A Year Today...

thurnefi · 21 January 2020 14:58

Hello all

I had my diagnosis a year ago today. I am not really sure how I feel today, and I just wanted to post here, to reflect a bit about that year and ask how others felt at this point.

I haven’t been able to “move forward” about my diagnosis all that well. I still think about it ALL the time. I had surgery and radiotherapy, and now I am on hormone treatment. As far as the statistics go, I am very fortunate. Lots of people tell me how lucky I am, but I haven’t quite caught up with that view myself yet. I will, and perhaps today is the day I can say I survived a year, and now I can start that path of positivity.

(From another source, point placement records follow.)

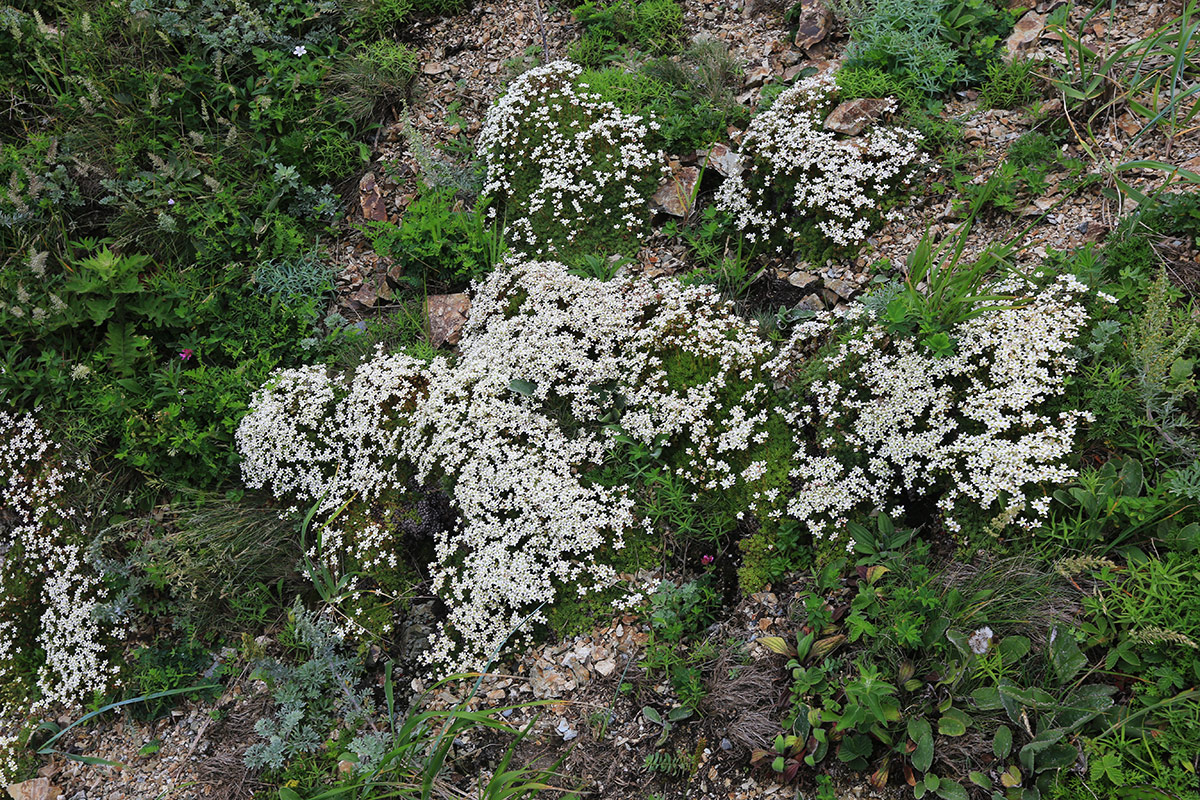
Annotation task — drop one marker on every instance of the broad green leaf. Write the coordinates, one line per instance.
(777, 644)
(520, 386)
(952, 791)
(987, 698)
(1002, 743)
(1066, 657)
(1013, 648)
(1085, 704)
(953, 723)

I think I am held back a bit by the fact that I have significant caring responsibilities for a very disabled (adult) child, and that weighs very heavily on my mind.

So, for those who are ahead of me on this path, how are you feeling today?

Can you send over some hugs, I think I am in need today…

Much love to you all xx

Jaybro · 21 January 2020 17:04

Hi thurnefi

Ruth? It doesn’t matter First, congratulations on an important milestone. Mine passed without my noticing. I think it was this Christmas Eve, the first anniversary of my first chemo, that I felt something celebratory - perhaps knowing how far I’d come. I’m struggling with joint and muscle pain from HT (which I hope to have resolved a a few weeks by changing brand) and have good days and bad days. Today is good because I had acupuncture at the Haven, unfortunately my last free session.

The emotional tsunami of a cancer diagnosis is often overlooked and always underestimated. It’s horrid when people say how lucky you’ve been, when you don’t feel it. Lucky compared to who? No one knows what’s going on in your head and your heart. I don’t consider you’re luckier than me because you didn’t have to have chemo. You still had to deal with the same horrid and scary stuff like shock. As for the stats, forget them. They are for scientists, not people. The odds could be 98% against you and you could still be in that 2% so why waste time thinking about them - what will be, will be. With your additional responsibilities, it would be a lot easier to tuck the stats at the back of your mind as something you can’t do anything about - a bit like that meteor that might strike the earth.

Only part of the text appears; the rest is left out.